Esse Concílio teve a participação de mais de 2.500 bispos, em quatro sessões, ao longo de quatro anos. Produziu 16 documentos sobre vários assuntos e contou com a liderança de dois papas: João XXIII, que faleceu após a primeira sessão, e Paulo VI. Produziu uma transformação sem precedentes na Igreja e mudou de maneira evidente a sua face, sem, no entanto, mudar sua identidade e sua missão.

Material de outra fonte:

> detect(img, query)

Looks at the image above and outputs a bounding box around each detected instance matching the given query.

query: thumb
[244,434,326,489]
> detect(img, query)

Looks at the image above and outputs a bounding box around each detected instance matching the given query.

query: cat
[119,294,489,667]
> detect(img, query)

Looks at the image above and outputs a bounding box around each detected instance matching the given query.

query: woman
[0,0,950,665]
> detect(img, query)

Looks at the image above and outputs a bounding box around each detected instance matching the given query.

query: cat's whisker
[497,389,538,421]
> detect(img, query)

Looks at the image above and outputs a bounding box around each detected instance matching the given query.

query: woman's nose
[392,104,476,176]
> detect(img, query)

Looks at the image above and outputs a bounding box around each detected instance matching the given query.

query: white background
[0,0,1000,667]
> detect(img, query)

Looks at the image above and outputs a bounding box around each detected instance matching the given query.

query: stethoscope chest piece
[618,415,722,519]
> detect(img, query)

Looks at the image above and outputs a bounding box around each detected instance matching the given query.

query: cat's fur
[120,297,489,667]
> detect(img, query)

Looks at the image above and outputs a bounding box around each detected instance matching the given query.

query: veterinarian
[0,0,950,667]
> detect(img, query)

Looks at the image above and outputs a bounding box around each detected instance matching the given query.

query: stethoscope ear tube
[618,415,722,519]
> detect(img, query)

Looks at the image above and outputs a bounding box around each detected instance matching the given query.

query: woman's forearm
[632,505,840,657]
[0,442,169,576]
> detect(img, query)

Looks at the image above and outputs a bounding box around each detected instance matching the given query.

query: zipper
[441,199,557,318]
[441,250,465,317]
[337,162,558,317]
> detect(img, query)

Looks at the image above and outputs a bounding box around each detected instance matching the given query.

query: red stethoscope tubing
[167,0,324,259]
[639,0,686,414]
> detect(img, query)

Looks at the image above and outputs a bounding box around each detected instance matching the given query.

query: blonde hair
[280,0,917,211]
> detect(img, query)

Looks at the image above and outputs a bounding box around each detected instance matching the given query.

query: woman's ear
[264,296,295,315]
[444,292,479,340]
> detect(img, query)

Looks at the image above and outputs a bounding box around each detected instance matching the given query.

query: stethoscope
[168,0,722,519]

Decorrido meio século desde aquela memorável assembleia, a Igreja põe-se agora a avaliar o caminho já percorrido. Os frutos, certamente, foram e estão sendo imensos. Houve acertos e erros na interpretação do Concílio e os papas desse período tiveram sempre o cuidado de indicar à Igreja o caminho da reta aplicação das decisões conciliares.
Ainda como jovem teólogo, Joseph Ratzinger acompanhou, na condição de perito, o seu bispo, o cardeal de Munique, nos trabalhos conciliares. Hoje, nas responsabilidades de papa, Bento XVI tem repetido, com João Paulo II, que o Concílio não perdeu a sua atualidade e continua, qual bússola, a indicar, de maneira segura, os rumos para a Igreja no século 21.